I’ve written previously about some of the issues with using Cosmos DB as a graph database from .NET. One of the more serious issues, I think, is that the documentation doesn’t really demonstrate how to avoid an injection attack when using Gremlin as it presents examples using hard coded strings which are then just picked up and run through the Gremlin.NET library:

// Gremlin queries that will be executed.
private static Dictionary<string, string> gremlinQueries = new Dictionary<string, string>
    { "Cleanup",        "g.V().drop()" },
    { "AddVertex 1",    "g.addV('person').property('id', 'thomas').property('firstName', 'Thomas').property('age', 44)" },
    { "AddVertex 2",    "g.addV('person').property('id', 'mary').property('firstName', 'Mary').property('lastName', 'Andersen').property('age', 39)" },
    { "AddVertex 3",    "g.addV('person').property('id', 'ben').property('firstName', 'Ben').property('lastName', 'Miller')" },
    { "AddVertex 4",    "g.addV('person').property('id', 'robin').property('firstName', 'Robin').property('lastName', 'Wakefield')" },
    { "AddEdge 1",      "g.V('thomas').addE('knows').to(g.V('mary'))" },
    { "AddEdge 2",      "g.V('thomas').addE('knows').to(g.V('ben'))" },
    { "AddEdge 3",      "g.V('ben').addE('knows').to(g.V('robin'))" },
    { "UpdateVertex",   "g.V('thomas').property('age', 44)" },
    { "CountVertices",  "g.V().count()" },
    { "Filter Range",   "g.V().hasLabel('person').has('age', gt(40))" },
    { "Project",        "g.V().hasLabel('person').values('firstName')" },
    { "Sort",           "g.V().hasLabel('person').order().by('firstName', decr)" },
    { "Traverse",       "g.V('thomas').out('knows').hasLabel('person')" },
    { "Traverse 2x",    "g.V('thomas').out('knows').hasLabel('person').out('knows').hasLabel('person')" },
    { "Loop",           "g.V('thomas').repeat(out()).until(has('id', 'robin')).path()" },
    { "DropEdge",       "g.V('thomas').outE('knows').where(inV().has('id', 'mary')).drop()" },
    { "CountEdges",     "g.E().count()" },
    { "DropVertex",     "g.V('thomas').drop()" },

Focusing in on one of the add vertex examples and how it might be executed with the Gremlin.NET library:

private async Task BadExample()
    using (GremlinClient client = new GremlinClient(_gremlinServer, new GraphSON2Reader(),
        new GraphSON2Writer(), GremlinClient.GraphSON2MimeType))
        await client.SubmitAsync(
            "g.addV('person').property('id', 'thomas').property('firstName', 'Thomas').property('age', 44)");

We know from years of SQL that examples like this quickly become widespread injection prone pieces of code like the below, particularly if people are new to working with a new database (and in the case of graph databases and Gremlin – that’s most people):

private async Task BadExample(string firstName, int age)
    using (GremlinClient client = new GremlinClient(_gremlinServer, new GraphSON2Reader(),
        new GraphSON2Writer(), GremlinClient.GraphSON2MimeType))
        await client.SubmitAsync(
            $"g.addV('person').property('id', '{firstName.ToLower()}').property('firstName', '{firstName}').property('age', {age})");

The issue, if you’re not familiar with injection attacks, is that as a user I can enter a ‘ character in the input and break out to add my own code through a user interface that executes on the server – for example I could supply a firstName of:

James').property('myinjectedproperty','hahaha got ya

And I’ve managed to attach some data of my own choosing.

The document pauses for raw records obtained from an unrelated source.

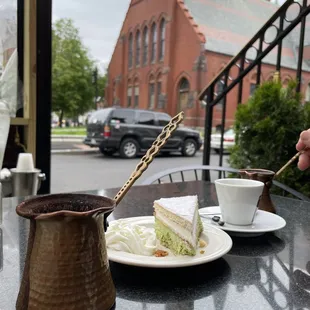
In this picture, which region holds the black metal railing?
[199,0,310,180]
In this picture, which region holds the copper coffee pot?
[16,112,184,310]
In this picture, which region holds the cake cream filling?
[155,209,198,248]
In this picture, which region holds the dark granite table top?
[0,181,310,310]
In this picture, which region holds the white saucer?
[107,216,232,268]
[199,207,286,237]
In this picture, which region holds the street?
[51,152,228,193]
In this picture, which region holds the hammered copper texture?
[16,194,115,310]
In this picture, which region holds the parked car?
[211,129,235,153]
[84,107,202,158]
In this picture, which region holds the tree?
[52,19,94,124]
[230,81,310,196]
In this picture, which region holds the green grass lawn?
[52,127,86,136]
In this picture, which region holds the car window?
[157,113,171,127]
[88,109,111,124]
[111,109,135,124]
[138,112,155,126]
[225,129,234,136]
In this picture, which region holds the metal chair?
[142,165,310,202]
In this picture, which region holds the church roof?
[183,0,310,71]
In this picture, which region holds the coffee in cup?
[215,178,264,226]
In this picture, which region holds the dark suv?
[84,107,202,158]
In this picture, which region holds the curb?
[51,148,99,155]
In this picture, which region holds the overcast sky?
[53,0,285,70]
[53,0,130,69]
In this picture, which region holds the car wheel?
[182,139,198,157]
[119,138,139,158]
[100,147,116,156]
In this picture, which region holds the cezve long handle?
[114,112,184,205]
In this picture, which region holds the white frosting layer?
[155,195,198,224]
[105,220,156,256]
[156,210,197,247]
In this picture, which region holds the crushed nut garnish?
[154,250,169,257]
[199,239,207,248]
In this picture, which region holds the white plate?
[108,216,232,268]
[199,207,286,237]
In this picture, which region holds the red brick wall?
[106,0,310,127]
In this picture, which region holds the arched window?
[149,75,155,110]
[133,79,139,108]
[136,30,141,66]
[178,78,190,112]
[156,74,163,109]
[128,33,133,68]
[143,27,149,65]
[151,23,157,62]
[127,80,132,108]
[159,19,166,60]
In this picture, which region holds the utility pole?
[93,67,98,110]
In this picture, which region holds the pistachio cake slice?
[154,195,203,256]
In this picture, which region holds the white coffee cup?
[215,179,264,226]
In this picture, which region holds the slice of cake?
[154,196,203,256]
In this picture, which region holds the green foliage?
[98,75,107,100]
[52,19,94,119]
[230,81,310,196]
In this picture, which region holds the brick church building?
[106,0,310,127]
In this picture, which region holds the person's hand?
[296,129,310,170]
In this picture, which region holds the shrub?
[230,81,310,197]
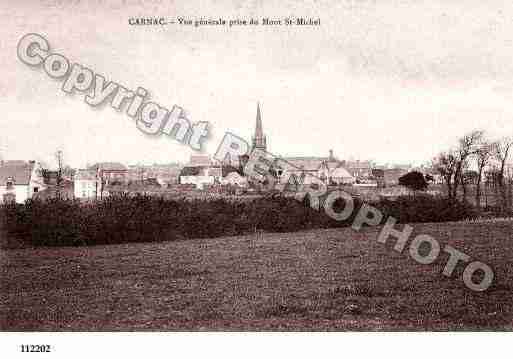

Obviously I could do more nefarious things too.

Fortunately Gremlin does support parameterised queries and we can rewrite the code above more safely to look like this and leave the libraries and database to take care of this:

private async Task BetterExample(string firstName, int age)
    using (GremlinClient client = new GremlinClient(_gremlinServer, new GraphSON2Reader(),
        new GraphSON2Writer(), GremlinClient.GraphSON2MimeType))
        Dictionary<string, object> arguments = new Dictionary<string, object>
            { "firstNameAsId", firstName.ToLower() },
            { "firstName", firstName },
            { "age", age }
        await client.SubmitAsync(
            $"g.addV('person').property('id', firstNameAsId).property('firstName', firstName).property('age', age)", arguments);

With the uptake of Cosmos and Graph databases being new to most people I really wish the Cosmos team would update these docs with a security first mindset and its something I’ve fed back to them previously. Leaving the documentation as it stands is almost certainly going to lead to more insecure code being written than would otherwise be the case.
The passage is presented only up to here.